Внутри здание было битком набито самыми разными приспособлениями, которым я не знаю названий. На мебель, или на ящики, или на механизмы в моем понимании сего термина они не походили нисколько. Большинство их отличалось странным наклоном; в некоторых имелись ниши, словно бы для сидения (хотя сидеть пришлось бы в изрядной тесноте и вдобавок лицом к какой-либо части приспособления, а не к спутникам), а в некоторых других – углубления, на вид вполне позволявшие прилечь и отдохнуть.
Все эти приспособления стояли рядами вдоль широких проходов, тянувшихся к центру здания, прямых, словно спицы в колесе. Взглянув вдоль того, которым мы вошли внутрь, я смутно разглядел впереди нечто красное, а на нем еще что-то, бурого цвета и куда меньшей величины. Поначалу я ни тому ни другому особого внимания не уделил, однако, удовольствовавшись тем, что описанные выше приспособления не представляют для нас ни угрозы, ни какой-либо ценности, повел мальчишку к центру зала.

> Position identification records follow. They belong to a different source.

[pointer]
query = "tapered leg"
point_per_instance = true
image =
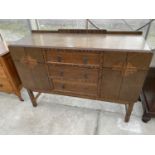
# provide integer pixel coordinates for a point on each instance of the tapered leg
(146, 117)
(19, 96)
(32, 97)
(128, 112)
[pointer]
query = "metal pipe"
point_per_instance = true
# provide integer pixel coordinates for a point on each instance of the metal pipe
(148, 29)
(127, 24)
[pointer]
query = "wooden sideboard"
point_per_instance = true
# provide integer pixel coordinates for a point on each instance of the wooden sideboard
(107, 66)
(9, 79)
(148, 96)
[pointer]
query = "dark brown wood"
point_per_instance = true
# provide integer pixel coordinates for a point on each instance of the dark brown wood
(110, 67)
(9, 79)
(148, 96)
(111, 82)
(32, 97)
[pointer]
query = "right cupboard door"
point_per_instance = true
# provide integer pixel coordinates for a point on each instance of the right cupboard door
(132, 84)
(111, 82)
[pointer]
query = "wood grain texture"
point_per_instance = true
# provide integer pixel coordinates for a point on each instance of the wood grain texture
(85, 41)
(148, 96)
(66, 63)
(9, 79)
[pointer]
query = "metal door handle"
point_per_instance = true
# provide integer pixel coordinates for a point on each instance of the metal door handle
(85, 60)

Красный предмет оказался чем-то вроде кушетки – весьма затейливой кушетки с ремнями, позволявшими надежно пристегнуть к ней пленника. Окружавшие ее механизмы, очевидно, обеспечивали питание оного и отведение нечистот. Кушетка стояла на небольшом возвышении, а на ней распростерлось мертвое тело, останки человека о двух головах. Сухой, разреженный горный воздух давным-давно вытянул из трупа всю влагу; подобно загадочным зданиям, он с равным успехом мог пребывать здесь хоть год, хоть целую тысячу лет. При жизни умерший был заметно выше меня – возможно, даже экзультантом, и мускулатурой обладал весьма впечатляющей, но сейчас я, наверное, мог бы без малейших усилий выдернуть из плеча его руку. Ни набедренной повязки, ни другой одежды на нем не имелось, и хотя к внезапным изменениям величины детородных органов все мы привычны, ссохшиеся, они выглядели на удивление странно. На головах сохранилось немного волос, на правой – вроде бы черных, на левой – слегка желтоватых. Обе пары век были сомкнуты. В разинутых ртах белели остатки зубов. Напоследок мне бросилось в глаза, что пряжки ремней, которыми это создание могло быть привязано к кушетке, расстегнуты.
Однако в то время меня куда больше интересовал некогда кормивший его механизм. Напоминая себе самому, что древние машины нередко потрясающе долговечны, а эта, пусть даже давно оставшаяся без ухода, пребывает в самых благоприятных для сохранения работоспособности условиях, я покрутил все ручки, какие сумел отыскать, переключил все рычаги, но ничего пригодного в пищу от нее не добился. Мальчишка наблюдал за мной молча, но спустя некоторое время спросил, не умрем ли мы с голоду.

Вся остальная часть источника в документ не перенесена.